RFID privacy issues loom large
Despite improvements in encryption and access control technology, users of radio frequency identification, or RFID, systems and their customers should cast a wary eye toward the burgeoning technology, according to experts speaking at IWCE 2007 in March.
Although Generation 2 RFID systems incorporate advanced encryption, access controls that necessitate a “handshake” between the tag and reader before any information is transferred and the ability to lock down the tag, the safeguards aren’t foolproof, said Ron Plesco, director of the privacy and special projects division for consultancy SRA International.
“It’s nuts to put personal information on RFID tags,” Plesco said.
Nevertheless, it’s happening with greater frequency and often without the knowledge of the public. The Department of State has tested the technology in entrance and exit documents at five crossing points along the U.S./Canadian border and will incorporate the technology in passports beginning next year.
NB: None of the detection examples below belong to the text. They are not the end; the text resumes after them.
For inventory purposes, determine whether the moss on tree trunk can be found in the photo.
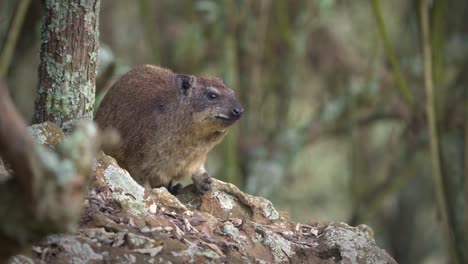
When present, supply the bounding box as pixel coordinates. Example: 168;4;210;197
34;0;100;130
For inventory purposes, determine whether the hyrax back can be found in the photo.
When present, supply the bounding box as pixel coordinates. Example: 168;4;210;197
95;65;243;192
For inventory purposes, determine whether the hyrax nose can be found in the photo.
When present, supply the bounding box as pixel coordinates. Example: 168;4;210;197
232;107;244;118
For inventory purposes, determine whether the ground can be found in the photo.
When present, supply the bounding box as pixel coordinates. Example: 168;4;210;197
10;123;396;263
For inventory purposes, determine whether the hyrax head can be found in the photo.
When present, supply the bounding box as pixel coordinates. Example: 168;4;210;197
175;74;244;133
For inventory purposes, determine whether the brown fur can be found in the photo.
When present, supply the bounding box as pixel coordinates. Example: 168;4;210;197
95;65;243;187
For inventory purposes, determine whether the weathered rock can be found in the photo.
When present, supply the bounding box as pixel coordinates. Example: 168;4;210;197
11;122;396;263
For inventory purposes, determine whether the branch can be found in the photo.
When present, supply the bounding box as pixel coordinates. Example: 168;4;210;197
419;0;461;263
0;0;31;78
0;82;37;201
0;81;100;263
372;0;413;106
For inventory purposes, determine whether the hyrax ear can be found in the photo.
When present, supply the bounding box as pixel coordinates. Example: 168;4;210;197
176;74;196;95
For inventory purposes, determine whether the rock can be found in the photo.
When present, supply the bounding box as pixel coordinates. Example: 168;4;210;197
10;122;396;263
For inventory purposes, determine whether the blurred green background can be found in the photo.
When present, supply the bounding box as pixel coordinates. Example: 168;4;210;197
0;0;468;263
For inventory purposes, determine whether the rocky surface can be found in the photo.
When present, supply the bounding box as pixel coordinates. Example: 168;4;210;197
10;122;396;263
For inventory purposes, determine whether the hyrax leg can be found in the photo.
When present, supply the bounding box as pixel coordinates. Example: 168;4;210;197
192;170;212;194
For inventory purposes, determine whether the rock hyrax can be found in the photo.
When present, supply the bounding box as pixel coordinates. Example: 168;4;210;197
95;65;244;193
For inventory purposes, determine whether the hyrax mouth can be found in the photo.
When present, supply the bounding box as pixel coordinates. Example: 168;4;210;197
215;114;235;122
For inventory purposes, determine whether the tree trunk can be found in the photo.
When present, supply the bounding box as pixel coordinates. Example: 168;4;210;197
34;0;100;130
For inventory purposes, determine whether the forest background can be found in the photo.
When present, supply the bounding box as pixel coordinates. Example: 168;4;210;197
0;0;468;263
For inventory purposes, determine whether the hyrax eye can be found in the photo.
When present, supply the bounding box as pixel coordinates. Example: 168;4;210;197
208;92;218;100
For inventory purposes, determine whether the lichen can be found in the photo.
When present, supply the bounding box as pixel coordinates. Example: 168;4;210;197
171;243;220;263
104;164;146;214
47;234;103;263
38;0;100;131
213;191;235;211
254;223;296;262
322;223;389;264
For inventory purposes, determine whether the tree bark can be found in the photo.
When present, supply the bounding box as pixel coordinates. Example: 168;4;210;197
34;0;100;131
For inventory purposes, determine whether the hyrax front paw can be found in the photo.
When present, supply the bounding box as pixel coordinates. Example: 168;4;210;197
192;172;212;194
167;180;182;195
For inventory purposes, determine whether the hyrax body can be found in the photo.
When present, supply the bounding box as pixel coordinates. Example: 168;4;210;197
95;65;243;193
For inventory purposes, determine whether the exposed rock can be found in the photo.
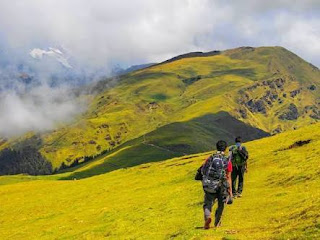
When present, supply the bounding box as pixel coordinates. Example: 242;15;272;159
290;89;301;98
182;75;202;85
308;84;317;91
147;102;159;109
239;109;248;119
310;108;320;120
99;123;109;128
271;126;282;135
247;99;267;114
88;140;97;144
279;103;299;120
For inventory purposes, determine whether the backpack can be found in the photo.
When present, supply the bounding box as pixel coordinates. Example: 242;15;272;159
230;146;248;166
201;154;228;193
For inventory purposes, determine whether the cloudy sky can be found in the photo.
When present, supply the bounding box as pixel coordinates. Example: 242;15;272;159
0;0;320;137
0;0;320;66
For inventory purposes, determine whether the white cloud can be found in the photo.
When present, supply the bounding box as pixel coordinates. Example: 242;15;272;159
29;47;72;68
0;0;320;135
0;0;320;66
0;86;84;137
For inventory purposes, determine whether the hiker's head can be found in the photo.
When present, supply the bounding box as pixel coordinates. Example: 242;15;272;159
234;136;242;143
216;140;227;152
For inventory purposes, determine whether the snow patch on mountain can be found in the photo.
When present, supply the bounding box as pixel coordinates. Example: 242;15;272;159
29;47;72;68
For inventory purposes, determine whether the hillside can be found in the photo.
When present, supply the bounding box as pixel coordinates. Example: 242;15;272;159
0;47;320;174
0;123;320;240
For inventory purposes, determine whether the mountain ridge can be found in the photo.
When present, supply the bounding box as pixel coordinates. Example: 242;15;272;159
0;47;320;174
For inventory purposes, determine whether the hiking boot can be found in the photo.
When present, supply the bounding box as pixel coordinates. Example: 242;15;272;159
215;220;221;228
203;217;211;229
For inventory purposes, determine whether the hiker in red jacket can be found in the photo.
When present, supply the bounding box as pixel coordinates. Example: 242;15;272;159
196;140;232;229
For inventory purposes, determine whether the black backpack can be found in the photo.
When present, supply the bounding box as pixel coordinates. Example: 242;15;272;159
201;154;227;193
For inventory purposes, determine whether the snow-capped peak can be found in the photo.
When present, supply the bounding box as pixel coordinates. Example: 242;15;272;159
29;47;72;68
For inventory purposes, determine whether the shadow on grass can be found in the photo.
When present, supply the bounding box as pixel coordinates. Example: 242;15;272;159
61;112;269;180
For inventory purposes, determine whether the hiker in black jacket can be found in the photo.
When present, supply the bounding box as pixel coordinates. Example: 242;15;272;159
195;140;232;229
229;137;249;198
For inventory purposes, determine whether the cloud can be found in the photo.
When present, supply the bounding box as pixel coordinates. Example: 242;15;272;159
0;86;85;137
0;0;320;135
29;47;72;68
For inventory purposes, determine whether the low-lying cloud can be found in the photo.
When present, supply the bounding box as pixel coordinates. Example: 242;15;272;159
0;86;85;137
0;0;320;135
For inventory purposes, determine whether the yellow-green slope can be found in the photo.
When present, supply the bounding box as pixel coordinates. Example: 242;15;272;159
0;124;320;239
0;47;320;173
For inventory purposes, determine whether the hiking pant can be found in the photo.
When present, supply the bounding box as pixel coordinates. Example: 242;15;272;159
203;189;224;226
231;165;245;195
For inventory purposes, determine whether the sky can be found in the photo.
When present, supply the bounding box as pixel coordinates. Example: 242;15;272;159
0;0;320;136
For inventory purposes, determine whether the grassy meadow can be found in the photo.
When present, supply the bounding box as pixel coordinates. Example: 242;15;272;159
0;124;320;240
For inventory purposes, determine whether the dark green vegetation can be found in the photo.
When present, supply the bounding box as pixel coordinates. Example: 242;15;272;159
0;123;320;240
0;47;320;175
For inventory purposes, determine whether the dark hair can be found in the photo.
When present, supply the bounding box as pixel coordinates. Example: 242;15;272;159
216;140;227;151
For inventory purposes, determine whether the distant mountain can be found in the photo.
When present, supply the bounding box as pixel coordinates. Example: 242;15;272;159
0;47;320;174
30;47;72;68
112;63;156;76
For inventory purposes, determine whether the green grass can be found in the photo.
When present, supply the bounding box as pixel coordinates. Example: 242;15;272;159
0;124;320;239
0;47;320;172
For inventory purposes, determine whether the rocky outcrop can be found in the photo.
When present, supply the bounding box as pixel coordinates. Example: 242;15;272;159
279;103;299;120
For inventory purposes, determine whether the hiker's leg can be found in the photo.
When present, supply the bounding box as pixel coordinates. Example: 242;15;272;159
203;192;214;220
238;166;245;194
231;166;238;195
214;191;224;227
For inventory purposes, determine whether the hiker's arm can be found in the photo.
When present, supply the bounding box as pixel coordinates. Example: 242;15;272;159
227;172;233;197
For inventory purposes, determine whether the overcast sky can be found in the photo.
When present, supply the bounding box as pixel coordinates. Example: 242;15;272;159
0;0;320;137
0;0;320;66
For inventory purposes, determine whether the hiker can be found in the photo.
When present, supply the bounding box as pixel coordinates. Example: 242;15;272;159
195;140;232;229
229;137;249;198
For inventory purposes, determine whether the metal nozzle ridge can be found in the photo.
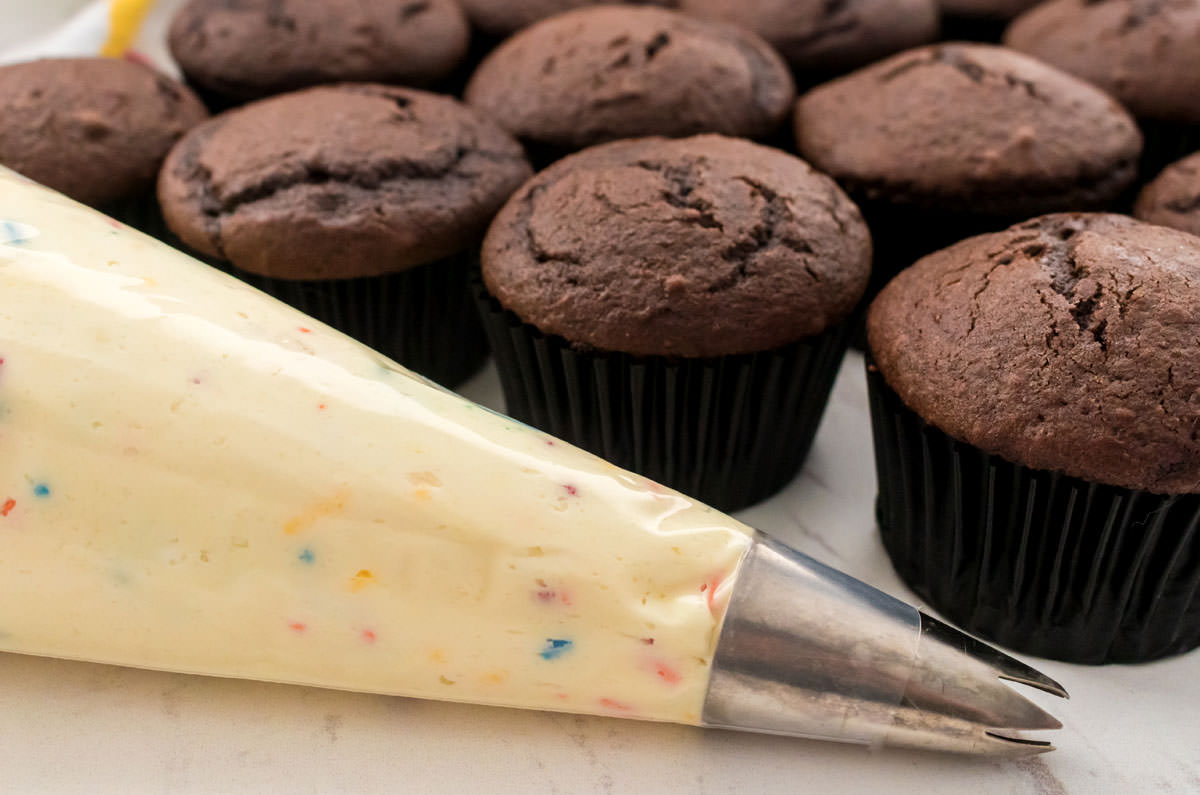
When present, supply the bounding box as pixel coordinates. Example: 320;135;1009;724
702;534;1067;757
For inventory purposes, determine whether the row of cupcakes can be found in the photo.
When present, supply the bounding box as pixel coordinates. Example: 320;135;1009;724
5;3;1200;662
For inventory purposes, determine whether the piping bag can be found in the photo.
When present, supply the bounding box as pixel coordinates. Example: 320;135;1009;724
0;169;1066;755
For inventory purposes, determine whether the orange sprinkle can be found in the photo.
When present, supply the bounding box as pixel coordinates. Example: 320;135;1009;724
283;489;350;536
350;569;374;593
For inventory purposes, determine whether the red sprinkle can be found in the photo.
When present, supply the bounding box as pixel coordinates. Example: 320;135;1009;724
700;574;721;612
654;663;683;685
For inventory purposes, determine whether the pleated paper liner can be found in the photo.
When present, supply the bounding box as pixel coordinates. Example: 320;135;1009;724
868;364;1200;664
474;280;847;510
210;252;487;388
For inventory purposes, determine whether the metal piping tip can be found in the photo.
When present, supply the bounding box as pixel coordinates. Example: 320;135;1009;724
703;534;1067;757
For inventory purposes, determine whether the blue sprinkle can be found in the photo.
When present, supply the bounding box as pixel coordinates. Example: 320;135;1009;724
0;220;36;246
540;638;574;659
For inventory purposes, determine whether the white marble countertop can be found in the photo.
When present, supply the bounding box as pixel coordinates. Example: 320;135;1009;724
0;354;1200;795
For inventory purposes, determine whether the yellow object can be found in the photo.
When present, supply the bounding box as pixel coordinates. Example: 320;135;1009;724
100;0;154;58
0;168;752;730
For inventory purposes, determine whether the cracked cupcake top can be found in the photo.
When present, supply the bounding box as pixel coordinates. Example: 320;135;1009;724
868;214;1200;494
0;58;209;205
1134;151;1200;235
158;84;530;279
482;136;871;357
796;44;1141;215
168;0;469;100
1004;0;1200;124
466;6;796;150
676;0;938;74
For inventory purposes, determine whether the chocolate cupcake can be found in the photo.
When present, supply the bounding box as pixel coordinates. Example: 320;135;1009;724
677;0;938;85
168;0;470;109
158;84;530;385
796;44;1141;314
938;0;1042;42
462;0;676;38
1134;151;1200;235
1004;0;1200;178
0;58;208;234
466;6;794;162
868;214;1200;663
480;136;870;510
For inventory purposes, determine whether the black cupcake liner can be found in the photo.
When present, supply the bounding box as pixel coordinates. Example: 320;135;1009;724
868;364;1200;664
938;14;1012;44
1138;119;1200;185
218;253;487;388
474;280;848;510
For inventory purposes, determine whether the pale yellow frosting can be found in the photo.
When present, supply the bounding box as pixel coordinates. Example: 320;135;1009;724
0;169;751;723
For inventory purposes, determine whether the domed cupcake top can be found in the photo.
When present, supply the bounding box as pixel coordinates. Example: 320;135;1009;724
168;0;469;100
796;44;1141;215
1134;151;1200;235
676;0;938;74
0;58;209;205
868;214;1200;494
466;6;794;150
158;84;530;279
482;136;871;357
1004;0;1200;124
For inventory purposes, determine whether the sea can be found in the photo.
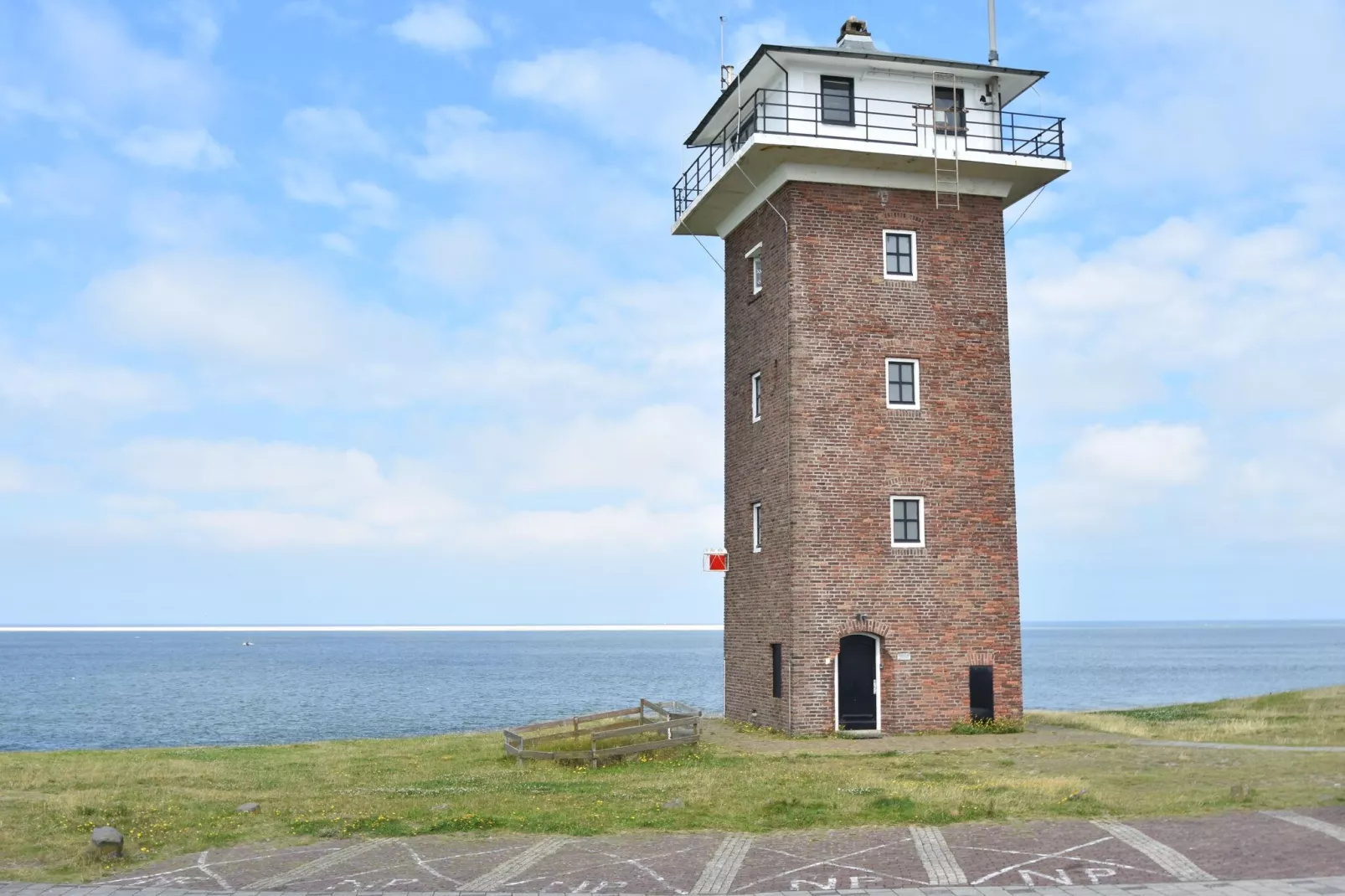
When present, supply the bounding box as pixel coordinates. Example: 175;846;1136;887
0;621;1345;750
Meanwhile, Washington State is using long-range RFID — which provides a read-range of 30 feet or more, perhaps as much as 70 feet — in driver’s licenses.
RFID tags are “remotely and secretly readable,” a vulnerability that becomes more troubling when the public isn’t aware its personal information might be at risk, said Melissa Ngo, director of the Electronic Privacy Information Center’s Identification and Surveillance Project. “If someone steals your wallet, you know it’s gone, and you can take the proper steps,” Ngo said. “With RFID, you don’t know.”
Lee Tien, senior staff attorney for the Electronic Frontier Foundation, described RFID as a “very insecure” technology that’s likely to pass along sensitive information. He’s particularly troubled by the use of RFID in applications such as passports and driver’s licenses because the owners of those documents have little choice in the matter.
“You can’t choose another technology that’s more secure — you have to take it or leave it,” he said.
Tien suggested that state and local government refrain from using RFID in such situations until it collects empirical data that defines the risks, as well as the solutions needed to mitigate those risks. Only then can a government agency make an informed decision as to whether the use of RFID is worth the associated risks.
“There hasn’t been enough data collected so far to know for sure what the real risks are,” Tien said. “Much of the time, what is thought to be possible differs from reality.”
Kenneth Mortensen, acting chief of staff for the Department of Homeland Security’s Privacy Office, agreed that risk assessment and greater disclosure should be necessities going forward for any entity contemplating the use of RFID technology.
“We need to be transparent in terms of how this technology is going to be used,” Mortensen said. “We need to tell people that their credentials contain an RFID tag. There hasn’t been openness about this.”
He added that this applies to companies in the private sector as well. “You’re not told at [the clothing store] that there’s an RFID tag in the sweater you just bought,” Mortensen said. “You’re told that you should cut out the tag before wearing, but you’re not told why.”
Ngo agreed and said EPIC guidelines suggest that retailers remove or disable RFID tags before the customer leaves the store and refrain from collecting data from the tag, which often occurs for marketing purposes.
In addition to implementing appropriate safeguards to prevent the interception of personal information, Mortensen recommended RFID users — particularly government entities — ensure that only the information needed for a specific application is transmitted — “nothing extraneous” — and that use limits be defined.
“Additional uses should be put out for public comment,” he said. “That will guard against mission creep.”